1996年11月15日(金)《BN》
【冒険者組織書籍部:内田 佳奈美・大島 清吾】
「そろそろ店閉めるんだけど」
「あ、もうそんな時間なんですね。帰ります」
格闘技コーナーで雑誌を立ち読みしていた大島 清吾は、内田 佳奈美から声をかけられて返事を返し、雑誌を棚に戻した。ここは20時少し前の冒険者組織書籍部。店内には蛍の光の音楽が流れ、いかにも閉店時間という雰囲気が漂っている。立ち読みに集中していた大島はその雰囲気に気づいていなかったので内田が声をかけたのである。
「じゃあお疲れさまです」
「あれ?帰っちゃうの?」
軽く頭を下げて挨拶をした後、大島は店を出ようと移動する。すると内田が不思議そうに声をかけてきた。この言葉を聞いて大島の頭には疑問マークが浮かぶ。ぶらっと本を読みにやってきて、閉店の時間になったので挨拶をして店を出る。これが当然の流れだと考えているのだが、内田が理解不能の声をかけてきたのだ。思わず大島は固まってしまう。
「そんなに時間かからないから待っててよ」
こう言って内田はカウンターに戻って行く。その後ろ姿を眺めながら大島は相変わらず今の状況が理解できずにいる。この後2人でどこかに行くということなのだろうか。何か約束をしていた記憶は全くない。
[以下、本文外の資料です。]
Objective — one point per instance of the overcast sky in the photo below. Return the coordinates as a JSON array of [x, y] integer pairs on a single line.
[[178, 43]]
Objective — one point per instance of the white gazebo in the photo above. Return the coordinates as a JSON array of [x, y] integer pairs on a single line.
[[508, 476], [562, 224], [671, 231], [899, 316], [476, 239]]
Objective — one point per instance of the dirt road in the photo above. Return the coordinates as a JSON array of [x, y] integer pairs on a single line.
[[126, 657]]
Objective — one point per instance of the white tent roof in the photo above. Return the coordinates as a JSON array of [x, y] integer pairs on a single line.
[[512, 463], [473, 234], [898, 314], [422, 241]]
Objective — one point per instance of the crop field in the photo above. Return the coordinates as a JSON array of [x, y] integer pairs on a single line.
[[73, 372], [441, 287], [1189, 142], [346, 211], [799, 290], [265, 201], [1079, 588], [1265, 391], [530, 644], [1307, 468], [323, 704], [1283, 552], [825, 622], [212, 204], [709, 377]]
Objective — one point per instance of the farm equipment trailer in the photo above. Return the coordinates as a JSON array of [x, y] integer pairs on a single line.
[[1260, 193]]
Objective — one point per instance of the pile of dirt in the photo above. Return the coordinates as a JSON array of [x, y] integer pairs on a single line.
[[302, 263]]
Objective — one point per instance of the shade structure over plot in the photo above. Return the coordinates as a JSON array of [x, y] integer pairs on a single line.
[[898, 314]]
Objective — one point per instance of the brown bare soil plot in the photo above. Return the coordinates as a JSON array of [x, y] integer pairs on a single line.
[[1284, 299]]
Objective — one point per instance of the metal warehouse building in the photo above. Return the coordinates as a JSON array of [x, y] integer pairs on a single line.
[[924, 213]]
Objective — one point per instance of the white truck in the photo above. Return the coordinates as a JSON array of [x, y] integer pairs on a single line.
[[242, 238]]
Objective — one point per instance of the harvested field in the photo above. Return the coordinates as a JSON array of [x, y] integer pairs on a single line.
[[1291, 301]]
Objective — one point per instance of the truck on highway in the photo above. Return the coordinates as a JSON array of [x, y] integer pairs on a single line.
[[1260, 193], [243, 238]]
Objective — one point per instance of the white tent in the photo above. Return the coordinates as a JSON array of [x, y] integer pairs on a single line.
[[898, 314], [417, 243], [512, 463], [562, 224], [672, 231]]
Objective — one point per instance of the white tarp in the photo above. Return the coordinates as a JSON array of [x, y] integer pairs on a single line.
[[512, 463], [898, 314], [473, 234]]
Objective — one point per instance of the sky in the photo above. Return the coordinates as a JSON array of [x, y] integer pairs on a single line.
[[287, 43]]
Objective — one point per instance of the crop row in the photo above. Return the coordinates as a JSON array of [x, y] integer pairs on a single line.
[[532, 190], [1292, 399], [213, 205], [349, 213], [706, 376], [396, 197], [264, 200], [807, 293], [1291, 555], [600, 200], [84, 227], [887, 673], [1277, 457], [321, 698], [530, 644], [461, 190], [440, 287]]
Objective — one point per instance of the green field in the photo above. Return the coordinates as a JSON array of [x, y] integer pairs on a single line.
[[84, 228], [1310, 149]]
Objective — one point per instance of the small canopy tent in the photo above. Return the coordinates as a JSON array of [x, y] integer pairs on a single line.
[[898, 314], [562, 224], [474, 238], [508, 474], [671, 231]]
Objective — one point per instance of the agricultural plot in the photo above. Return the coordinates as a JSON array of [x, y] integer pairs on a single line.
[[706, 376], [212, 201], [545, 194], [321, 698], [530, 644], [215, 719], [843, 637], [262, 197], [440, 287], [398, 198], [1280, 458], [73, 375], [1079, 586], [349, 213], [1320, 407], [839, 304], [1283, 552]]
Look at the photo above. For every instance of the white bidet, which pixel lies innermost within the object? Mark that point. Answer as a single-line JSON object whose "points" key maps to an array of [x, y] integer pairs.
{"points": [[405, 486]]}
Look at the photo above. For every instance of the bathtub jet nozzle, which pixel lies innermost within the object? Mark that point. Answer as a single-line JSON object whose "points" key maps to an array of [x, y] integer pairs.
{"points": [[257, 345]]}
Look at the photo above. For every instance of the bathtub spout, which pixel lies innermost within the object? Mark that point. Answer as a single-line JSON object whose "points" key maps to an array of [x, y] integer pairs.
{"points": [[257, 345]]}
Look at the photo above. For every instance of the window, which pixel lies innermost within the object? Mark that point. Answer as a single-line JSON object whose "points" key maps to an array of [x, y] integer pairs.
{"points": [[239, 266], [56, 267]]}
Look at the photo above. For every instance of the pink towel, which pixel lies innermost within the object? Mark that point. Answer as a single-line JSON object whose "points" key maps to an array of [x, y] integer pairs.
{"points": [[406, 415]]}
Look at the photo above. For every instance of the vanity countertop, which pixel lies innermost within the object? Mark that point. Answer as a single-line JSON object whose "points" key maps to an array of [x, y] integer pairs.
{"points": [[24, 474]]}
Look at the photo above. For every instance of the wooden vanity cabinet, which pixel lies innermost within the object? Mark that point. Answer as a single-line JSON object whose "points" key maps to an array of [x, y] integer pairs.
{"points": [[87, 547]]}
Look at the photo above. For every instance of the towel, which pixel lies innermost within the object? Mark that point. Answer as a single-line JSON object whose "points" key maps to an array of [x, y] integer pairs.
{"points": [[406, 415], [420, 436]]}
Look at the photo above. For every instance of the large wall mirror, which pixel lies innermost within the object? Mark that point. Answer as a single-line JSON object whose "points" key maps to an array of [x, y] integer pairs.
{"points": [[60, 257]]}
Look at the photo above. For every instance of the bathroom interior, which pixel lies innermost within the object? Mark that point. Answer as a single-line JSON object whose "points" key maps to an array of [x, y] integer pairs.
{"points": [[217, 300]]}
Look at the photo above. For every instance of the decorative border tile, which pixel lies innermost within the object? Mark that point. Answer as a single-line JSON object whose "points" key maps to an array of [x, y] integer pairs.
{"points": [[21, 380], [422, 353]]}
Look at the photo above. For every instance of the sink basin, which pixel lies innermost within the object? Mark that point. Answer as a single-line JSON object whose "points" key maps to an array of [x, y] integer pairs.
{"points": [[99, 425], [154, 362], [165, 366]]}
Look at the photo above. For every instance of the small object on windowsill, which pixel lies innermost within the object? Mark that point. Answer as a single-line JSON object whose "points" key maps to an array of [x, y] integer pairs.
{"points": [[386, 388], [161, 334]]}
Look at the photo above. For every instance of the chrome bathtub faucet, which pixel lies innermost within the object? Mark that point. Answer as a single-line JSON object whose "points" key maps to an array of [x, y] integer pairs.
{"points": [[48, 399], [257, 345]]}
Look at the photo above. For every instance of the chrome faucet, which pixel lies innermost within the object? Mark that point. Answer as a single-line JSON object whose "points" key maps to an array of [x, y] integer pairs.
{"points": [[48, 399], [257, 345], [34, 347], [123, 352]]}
だが待っててと言われたからには待ってる他ないと考えて、一旦書籍部を出て店の外で待つことにした。そしてしばらくすると店の電気が消え、そして内田が出てくる。
「じゃあ行きましょうか」
こう言って内田が歩き出したので、同じ方向に向かって歩いていく。どう考えても今の状況を理解できない大島は内田に質問する。
「どこに行くんですか?」
「え?」
「え?」
大島の質問に対して、内田は疑問の声を漏らし、それに反応して大島も言葉を漏らした。
「もしかしてめぐみさんから聞いてない?今日夕ご飯に誘われてるんだけど」
この内田の言葉で大島は全てを理解する。自分が知らないところで姉の大島 めぐみが内田を夕食に誘っており、もちろんそのことを知っていると考えていた内田は大島が迎えに来たと思っていたのだろう。疑問が解けて安心し、大きく息を吐いた大島を見て、内田は不思議そうに笑顔を浮かべるのであった。